Die Beschwerdeführerin hält dem angefochtenen Bescheid weiters entgegen, die ausgesprochene Strafe stehe in keinem Verhältnis zu ihren Einkommens- und Vermögensverhältnissen. Sie erhalte aus der GmbH kaum noch ein Einkommen und bestreite ihren Lebensunterhalt von der Witwenrente ihres verstorbenen Gatten.

Mit diesem Vorbringen zeigt die Beschwerdeführerin keine Rechtswidrigkeit des angefochtenen Bescheides auf. Die Strafbemessung innerhalb des gesetzlichen Rahmens ist eine Ermessensentscheidung, die vom Verwaltungsgerichtshof nur dahin überprüfbar ist, ob die Behörde vom Ermessen im Sinn des Gesetzes Gebrauch gemacht hat (vgl das hg Erkenntnis vom 26. Juli 1995, 92/15/0049). Die belangte Behörde hat die sehr schlechte wirtschaftliche Leistungsfähigkeit der Beschwerdeführerin ausdrücklich als Milderungsgrund herangezogen.

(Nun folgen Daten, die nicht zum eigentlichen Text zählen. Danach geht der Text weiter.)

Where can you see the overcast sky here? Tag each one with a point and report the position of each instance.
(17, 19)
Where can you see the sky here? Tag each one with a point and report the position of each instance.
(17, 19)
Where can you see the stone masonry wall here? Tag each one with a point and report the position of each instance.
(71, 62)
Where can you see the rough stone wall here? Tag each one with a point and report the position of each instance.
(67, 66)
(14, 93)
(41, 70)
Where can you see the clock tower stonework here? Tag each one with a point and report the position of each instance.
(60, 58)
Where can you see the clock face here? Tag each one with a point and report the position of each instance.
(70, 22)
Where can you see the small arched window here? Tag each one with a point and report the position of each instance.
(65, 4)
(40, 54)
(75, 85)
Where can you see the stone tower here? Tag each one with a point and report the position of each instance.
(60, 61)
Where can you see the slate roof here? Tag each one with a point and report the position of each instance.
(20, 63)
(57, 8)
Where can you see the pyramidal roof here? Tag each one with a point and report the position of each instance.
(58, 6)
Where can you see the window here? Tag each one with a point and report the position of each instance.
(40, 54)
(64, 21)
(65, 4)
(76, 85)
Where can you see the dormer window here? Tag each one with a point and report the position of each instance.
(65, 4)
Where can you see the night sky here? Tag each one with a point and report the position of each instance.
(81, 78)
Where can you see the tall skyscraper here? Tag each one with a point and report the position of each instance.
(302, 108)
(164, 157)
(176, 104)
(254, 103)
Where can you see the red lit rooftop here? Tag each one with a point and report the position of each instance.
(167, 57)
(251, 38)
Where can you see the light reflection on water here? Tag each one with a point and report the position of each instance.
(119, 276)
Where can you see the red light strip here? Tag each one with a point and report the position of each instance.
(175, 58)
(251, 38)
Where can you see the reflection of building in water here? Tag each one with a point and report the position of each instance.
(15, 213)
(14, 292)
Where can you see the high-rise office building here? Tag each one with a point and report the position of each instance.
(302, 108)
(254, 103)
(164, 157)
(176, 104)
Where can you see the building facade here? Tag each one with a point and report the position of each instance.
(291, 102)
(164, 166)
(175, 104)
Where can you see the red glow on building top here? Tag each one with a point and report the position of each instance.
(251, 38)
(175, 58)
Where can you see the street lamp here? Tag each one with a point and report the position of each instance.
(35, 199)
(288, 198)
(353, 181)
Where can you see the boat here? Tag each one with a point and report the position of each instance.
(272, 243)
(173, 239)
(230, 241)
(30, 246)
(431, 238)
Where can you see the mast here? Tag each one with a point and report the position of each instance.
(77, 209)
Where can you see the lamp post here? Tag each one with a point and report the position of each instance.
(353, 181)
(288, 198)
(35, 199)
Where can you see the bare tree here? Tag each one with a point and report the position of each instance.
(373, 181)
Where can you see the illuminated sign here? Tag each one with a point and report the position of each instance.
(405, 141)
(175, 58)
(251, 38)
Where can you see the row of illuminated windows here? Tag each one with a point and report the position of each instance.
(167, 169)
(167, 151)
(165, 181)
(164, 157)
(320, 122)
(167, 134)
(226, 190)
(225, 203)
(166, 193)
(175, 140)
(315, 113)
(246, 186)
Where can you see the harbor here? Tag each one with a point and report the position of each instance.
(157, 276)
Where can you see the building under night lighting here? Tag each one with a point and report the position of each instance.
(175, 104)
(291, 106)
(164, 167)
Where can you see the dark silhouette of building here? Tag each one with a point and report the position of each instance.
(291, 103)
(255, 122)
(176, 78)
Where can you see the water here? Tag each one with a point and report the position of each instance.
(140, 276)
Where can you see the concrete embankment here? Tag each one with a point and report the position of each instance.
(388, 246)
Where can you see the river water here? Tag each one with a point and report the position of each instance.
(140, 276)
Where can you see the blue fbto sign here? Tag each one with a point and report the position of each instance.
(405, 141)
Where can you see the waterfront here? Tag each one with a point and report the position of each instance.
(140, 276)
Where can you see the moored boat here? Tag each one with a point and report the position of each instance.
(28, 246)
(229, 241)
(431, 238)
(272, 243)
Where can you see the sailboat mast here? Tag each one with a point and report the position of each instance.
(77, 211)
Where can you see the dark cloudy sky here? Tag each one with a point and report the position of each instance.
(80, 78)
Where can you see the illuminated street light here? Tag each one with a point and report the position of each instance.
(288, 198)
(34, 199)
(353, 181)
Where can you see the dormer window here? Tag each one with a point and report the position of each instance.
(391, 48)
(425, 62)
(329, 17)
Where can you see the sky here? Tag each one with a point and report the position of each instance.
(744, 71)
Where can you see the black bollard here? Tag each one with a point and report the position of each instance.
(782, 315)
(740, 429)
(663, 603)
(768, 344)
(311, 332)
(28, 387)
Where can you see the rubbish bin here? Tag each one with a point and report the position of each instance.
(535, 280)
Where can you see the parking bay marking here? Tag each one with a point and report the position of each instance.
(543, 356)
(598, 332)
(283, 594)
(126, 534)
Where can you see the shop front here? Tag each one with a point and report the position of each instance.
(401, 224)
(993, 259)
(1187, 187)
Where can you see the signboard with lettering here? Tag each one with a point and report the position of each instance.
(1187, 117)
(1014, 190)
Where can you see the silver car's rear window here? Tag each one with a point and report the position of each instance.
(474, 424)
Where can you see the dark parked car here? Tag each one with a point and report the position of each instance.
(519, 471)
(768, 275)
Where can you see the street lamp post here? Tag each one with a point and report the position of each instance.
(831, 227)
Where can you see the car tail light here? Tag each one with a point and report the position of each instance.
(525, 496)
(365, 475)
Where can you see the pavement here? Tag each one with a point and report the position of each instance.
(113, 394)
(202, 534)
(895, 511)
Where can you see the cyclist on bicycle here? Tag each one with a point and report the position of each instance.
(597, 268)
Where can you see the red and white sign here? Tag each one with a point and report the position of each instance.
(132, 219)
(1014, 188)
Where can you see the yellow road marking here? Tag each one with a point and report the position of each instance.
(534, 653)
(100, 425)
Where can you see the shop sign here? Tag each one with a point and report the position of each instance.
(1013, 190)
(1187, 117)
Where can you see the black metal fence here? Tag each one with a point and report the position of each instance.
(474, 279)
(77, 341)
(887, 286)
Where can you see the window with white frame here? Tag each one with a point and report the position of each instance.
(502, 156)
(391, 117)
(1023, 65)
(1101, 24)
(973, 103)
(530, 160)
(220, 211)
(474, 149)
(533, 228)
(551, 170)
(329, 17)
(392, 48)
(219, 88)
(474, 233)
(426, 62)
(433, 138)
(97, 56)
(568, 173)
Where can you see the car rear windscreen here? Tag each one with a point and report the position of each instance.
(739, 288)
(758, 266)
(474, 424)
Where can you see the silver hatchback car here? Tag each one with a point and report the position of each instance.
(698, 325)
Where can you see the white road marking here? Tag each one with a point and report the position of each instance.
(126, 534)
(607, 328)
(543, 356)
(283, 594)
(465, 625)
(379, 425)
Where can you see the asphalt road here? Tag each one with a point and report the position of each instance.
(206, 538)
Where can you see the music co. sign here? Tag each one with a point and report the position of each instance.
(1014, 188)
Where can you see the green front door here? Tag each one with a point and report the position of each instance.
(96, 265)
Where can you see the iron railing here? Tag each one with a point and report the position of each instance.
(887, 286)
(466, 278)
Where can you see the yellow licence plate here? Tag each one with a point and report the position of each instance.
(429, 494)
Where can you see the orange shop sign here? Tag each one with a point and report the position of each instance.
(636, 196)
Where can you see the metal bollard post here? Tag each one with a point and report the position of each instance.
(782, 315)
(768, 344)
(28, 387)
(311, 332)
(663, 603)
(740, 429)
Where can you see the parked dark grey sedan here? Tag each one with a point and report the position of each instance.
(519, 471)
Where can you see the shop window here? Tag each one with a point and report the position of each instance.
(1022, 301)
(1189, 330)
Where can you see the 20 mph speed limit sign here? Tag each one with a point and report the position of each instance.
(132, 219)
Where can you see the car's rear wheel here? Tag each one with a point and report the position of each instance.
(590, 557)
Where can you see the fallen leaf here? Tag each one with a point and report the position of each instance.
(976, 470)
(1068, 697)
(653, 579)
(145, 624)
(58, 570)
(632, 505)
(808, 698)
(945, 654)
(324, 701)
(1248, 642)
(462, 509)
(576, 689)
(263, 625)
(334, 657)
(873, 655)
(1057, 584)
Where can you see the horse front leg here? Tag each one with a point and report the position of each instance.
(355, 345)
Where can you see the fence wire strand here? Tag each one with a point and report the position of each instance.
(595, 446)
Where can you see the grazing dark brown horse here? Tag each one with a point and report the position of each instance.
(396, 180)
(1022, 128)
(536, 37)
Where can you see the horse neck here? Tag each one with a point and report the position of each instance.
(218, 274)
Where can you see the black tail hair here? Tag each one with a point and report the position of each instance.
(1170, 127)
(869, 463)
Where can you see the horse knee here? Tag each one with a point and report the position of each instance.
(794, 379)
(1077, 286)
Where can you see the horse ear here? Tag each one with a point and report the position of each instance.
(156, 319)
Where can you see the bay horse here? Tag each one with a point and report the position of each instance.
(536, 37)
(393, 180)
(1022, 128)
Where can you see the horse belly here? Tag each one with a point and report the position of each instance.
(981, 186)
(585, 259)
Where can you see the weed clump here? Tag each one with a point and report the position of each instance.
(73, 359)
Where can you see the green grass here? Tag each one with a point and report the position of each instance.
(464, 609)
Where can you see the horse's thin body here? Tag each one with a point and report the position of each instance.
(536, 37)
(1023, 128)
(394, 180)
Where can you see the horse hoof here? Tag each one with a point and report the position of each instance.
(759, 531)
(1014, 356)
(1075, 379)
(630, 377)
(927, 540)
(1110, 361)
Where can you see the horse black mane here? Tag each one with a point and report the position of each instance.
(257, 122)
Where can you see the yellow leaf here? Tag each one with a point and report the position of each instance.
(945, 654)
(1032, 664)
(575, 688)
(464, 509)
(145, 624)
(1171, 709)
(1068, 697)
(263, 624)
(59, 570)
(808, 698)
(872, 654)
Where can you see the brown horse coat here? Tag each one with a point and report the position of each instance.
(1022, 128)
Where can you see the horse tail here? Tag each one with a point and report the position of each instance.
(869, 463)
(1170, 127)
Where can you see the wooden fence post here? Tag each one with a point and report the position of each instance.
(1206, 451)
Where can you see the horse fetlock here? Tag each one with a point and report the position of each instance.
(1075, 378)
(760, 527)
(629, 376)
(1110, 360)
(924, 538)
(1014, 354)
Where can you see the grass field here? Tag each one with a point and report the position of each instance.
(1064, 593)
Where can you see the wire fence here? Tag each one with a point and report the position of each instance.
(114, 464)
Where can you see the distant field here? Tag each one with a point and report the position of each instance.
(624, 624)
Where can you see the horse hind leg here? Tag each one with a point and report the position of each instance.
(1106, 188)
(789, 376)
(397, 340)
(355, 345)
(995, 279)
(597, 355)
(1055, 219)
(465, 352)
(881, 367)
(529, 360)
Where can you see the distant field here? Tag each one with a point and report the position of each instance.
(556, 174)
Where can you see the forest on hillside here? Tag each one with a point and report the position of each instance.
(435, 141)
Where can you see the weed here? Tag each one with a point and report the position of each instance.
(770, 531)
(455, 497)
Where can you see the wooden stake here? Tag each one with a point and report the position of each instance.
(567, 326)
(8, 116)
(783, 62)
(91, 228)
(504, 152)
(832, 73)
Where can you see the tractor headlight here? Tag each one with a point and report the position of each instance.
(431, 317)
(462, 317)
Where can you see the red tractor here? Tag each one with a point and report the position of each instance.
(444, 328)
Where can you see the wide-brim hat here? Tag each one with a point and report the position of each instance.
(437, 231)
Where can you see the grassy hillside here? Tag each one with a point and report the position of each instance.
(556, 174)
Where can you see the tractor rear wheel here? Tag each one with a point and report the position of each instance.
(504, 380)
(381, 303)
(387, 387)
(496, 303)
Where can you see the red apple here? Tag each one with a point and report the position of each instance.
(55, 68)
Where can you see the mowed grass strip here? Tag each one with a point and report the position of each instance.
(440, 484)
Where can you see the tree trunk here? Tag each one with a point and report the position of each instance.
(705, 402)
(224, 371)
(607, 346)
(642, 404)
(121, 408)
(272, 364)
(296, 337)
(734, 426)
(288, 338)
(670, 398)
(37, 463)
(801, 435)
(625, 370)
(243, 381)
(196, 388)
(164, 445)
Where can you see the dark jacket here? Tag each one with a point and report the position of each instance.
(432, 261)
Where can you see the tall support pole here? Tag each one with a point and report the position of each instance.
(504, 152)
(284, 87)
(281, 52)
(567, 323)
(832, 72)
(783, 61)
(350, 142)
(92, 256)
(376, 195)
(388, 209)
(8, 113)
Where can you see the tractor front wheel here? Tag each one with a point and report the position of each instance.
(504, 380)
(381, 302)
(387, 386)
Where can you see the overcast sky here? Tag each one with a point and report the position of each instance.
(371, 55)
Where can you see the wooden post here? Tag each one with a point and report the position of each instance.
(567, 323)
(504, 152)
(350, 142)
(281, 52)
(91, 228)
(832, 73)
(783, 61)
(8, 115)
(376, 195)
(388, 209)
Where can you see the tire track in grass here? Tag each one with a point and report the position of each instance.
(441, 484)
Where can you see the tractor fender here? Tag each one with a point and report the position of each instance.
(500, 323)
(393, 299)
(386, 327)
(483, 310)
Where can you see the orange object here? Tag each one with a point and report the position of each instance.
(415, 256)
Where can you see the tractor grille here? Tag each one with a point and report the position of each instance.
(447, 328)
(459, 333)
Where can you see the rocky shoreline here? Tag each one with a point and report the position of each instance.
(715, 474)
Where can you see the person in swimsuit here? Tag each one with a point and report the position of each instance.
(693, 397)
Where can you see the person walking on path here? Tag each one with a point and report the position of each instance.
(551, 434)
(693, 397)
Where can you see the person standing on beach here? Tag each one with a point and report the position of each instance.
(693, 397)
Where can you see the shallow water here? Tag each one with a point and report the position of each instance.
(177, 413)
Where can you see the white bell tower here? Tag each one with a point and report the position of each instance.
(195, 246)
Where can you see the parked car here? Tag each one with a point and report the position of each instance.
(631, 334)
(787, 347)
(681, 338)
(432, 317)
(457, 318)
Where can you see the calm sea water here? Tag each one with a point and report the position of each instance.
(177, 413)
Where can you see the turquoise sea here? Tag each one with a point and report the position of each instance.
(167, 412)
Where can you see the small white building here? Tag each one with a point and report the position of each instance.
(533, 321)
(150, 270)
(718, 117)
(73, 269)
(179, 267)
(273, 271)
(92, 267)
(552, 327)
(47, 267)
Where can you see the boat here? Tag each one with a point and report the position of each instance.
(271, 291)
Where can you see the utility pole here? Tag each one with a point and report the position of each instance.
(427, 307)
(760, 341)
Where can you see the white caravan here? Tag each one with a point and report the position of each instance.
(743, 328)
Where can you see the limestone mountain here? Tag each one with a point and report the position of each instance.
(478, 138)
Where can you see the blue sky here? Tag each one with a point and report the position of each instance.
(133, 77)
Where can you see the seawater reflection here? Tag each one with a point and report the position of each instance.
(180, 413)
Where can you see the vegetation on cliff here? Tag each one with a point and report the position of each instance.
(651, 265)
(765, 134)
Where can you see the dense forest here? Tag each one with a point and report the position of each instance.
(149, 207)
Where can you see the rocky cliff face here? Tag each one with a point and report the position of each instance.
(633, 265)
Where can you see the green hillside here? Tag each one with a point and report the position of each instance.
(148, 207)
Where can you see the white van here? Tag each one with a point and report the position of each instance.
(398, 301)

Bei einem Strafrahmen von bis zu 1,799.773 S kann der belangten Behörde nicht entgegengetreten werden, wenn sie in Ausübung des ihr zustehenden Ermessens bei der Strafbemessung eine Strafe von rund 11 % der möglichen Höchststrafe trotz der schlechten wirtschaftlichen Verhältnisse der Beschwerdeführerin verhängt hat.

Die Beschwerde erweist sich somit als unbegründet und war daher gemäß § 42 Abs 1 VwGG abzuweisen.

Die Entscheidung über den Aufwandersatz stützt sich auf die §§ 47 ff VwGG iVm der Verordnung BGBl Nr 416/1994.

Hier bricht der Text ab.